Low-Fat and Regular Ice Cream Taste the Same to Most People, Study Proves
The fat content didn't change the participants' preferences at all.
You may think you have a refined enough pallette to tell the difference between a taste of high-fat versus low-fat ice cream, but a new study demonstrates people really can't tell the difference between regular and light ice creams. The study out of the University of Pennsylvania challenges to the commonly-held opinion that ice cream with higher fat content is superior in taste to the lighter kinds. Not only did the study's authors find that people couldn't tell the difference between high and low-fat ice creams, but that the fat content didn't change the study participant's preference.
According to a study press release, study participants could not tell the difference between ice creams with a 2 percent difference in fat content, so long as the overall fat content of the ice creams fell between the 6 and 12 percent range.
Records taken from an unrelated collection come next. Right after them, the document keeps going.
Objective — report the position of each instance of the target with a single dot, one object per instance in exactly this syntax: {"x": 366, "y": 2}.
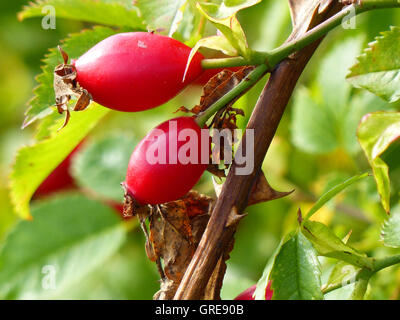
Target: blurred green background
{"x": 315, "y": 148}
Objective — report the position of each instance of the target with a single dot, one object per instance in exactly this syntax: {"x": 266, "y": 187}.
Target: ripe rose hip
{"x": 248, "y": 293}
{"x": 60, "y": 179}
{"x": 136, "y": 71}
{"x": 159, "y": 169}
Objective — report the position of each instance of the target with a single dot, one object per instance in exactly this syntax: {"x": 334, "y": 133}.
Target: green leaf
{"x": 325, "y": 115}
{"x": 259, "y": 293}
{"x": 332, "y": 73}
{"x": 296, "y": 271}
{"x": 34, "y": 163}
{"x": 377, "y": 131}
{"x": 344, "y": 275}
{"x": 378, "y": 68}
{"x": 313, "y": 126}
{"x": 223, "y": 16}
{"x": 68, "y": 237}
{"x": 329, "y": 245}
{"x": 120, "y": 13}
{"x": 224, "y": 9}
{"x": 331, "y": 193}
{"x": 101, "y": 167}
{"x": 75, "y": 45}
{"x": 391, "y": 229}
{"x": 177, "y": 18}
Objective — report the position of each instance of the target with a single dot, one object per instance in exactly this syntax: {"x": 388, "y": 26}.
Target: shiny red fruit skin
{"x": 159, "y": 183}
{"x": 136, "y": 71}
{"x": 60, "y": 179}
{"x": 248, "y": 293}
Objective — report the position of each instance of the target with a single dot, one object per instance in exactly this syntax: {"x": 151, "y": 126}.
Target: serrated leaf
{"x": 75, "y": 45}
{"x": 120, "y": 13}
{"x": 329, "y": 245}
{"x": 34, "y": 163}
{"x": 259, "y": 293}
{"x": 378, "y": 68}
{"x": 101, "y": 167}
{"x": 331, "y": 193}
{"x": 376, "y": 133}
{"x": 223, "y": 16}
{"x": 343, "y": 274}
{"x": 296, "y": 271}
{"x": 68, "y": 237}
{"x": 176, "y": 18}
{"x": 391, "y": 229}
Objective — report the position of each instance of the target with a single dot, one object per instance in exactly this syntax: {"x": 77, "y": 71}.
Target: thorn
{"x": 63, "y": 54}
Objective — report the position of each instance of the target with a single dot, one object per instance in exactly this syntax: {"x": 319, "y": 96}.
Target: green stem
{"x": 245, "y": 84}
{"x": 380, "y": 264}
{"x": 273, "y": 57}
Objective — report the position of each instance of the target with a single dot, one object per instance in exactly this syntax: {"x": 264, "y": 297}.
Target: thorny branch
{"x": 233, "y": 199}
Participants were also unable to detect a 4 percent difference in fat content for ice creams within the 8 and 12 percent fat range. The one range where a change was detectable was 6 and 10 percent, when the difference in the ice cream samples was 4 percent.
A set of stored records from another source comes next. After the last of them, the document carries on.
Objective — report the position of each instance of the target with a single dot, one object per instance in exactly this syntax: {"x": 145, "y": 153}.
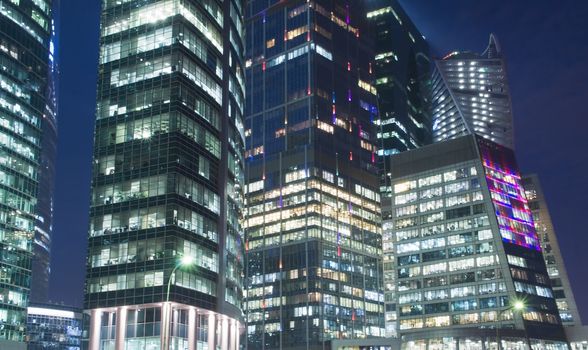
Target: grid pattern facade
{"x": 25, "y": 33}
{"x": 41, "y": 268}
{"x": 53, "y": 327}
{"x": 470, "y": 95}
{"x": 562, "y": 290}
{"x": 168, "y": 165}
{"x": 313, "y": 235}
{"x": 461, "y": 247}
But even when people could taste the difference, it didn't necessarily impact how much they liked the ice cream. As associate professor of food science and director of the Sensory Evaluation Center at Penn explained in the study's press release, "Differences in perception and differences in liking are not the same thing."
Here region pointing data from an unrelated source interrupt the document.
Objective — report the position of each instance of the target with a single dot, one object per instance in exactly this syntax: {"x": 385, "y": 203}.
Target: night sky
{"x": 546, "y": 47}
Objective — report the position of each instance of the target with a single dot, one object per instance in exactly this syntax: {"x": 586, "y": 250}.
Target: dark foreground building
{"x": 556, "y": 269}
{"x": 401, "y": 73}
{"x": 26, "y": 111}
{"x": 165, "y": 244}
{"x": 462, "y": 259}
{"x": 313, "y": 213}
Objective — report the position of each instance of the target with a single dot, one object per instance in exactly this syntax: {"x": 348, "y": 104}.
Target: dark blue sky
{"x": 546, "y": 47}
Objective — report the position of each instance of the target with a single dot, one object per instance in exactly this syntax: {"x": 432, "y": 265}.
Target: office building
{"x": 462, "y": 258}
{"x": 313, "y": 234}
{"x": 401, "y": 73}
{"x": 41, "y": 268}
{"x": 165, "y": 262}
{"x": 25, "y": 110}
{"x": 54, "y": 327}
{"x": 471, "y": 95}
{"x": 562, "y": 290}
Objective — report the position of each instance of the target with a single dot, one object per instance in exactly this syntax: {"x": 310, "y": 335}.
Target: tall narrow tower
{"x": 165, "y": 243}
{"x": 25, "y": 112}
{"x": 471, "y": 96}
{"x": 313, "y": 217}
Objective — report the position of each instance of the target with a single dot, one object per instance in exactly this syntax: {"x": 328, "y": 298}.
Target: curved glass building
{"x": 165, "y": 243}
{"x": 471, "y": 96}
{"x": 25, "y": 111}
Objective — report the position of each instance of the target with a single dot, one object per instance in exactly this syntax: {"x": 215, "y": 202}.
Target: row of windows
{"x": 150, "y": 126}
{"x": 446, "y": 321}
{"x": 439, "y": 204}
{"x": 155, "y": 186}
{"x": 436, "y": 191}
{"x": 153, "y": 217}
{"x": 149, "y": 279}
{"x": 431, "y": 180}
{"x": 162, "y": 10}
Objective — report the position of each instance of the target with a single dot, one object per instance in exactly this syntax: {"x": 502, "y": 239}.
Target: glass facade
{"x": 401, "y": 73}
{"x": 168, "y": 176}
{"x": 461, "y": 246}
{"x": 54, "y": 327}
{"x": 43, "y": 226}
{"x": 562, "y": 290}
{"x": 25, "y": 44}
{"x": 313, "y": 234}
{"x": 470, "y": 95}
The study's authors concluded that the perception that high-fat ice creams are better just didn't bare out in their findings. "People think premium ice cream means only high fat ice cream, but it doesn't," professor and head of the University of Pennsylvania's food science department says in the press release. This type of information could be very valuable to ice cream-makers who may be able save costs if they opt for lower-fat products, or market their existing ice creams differently.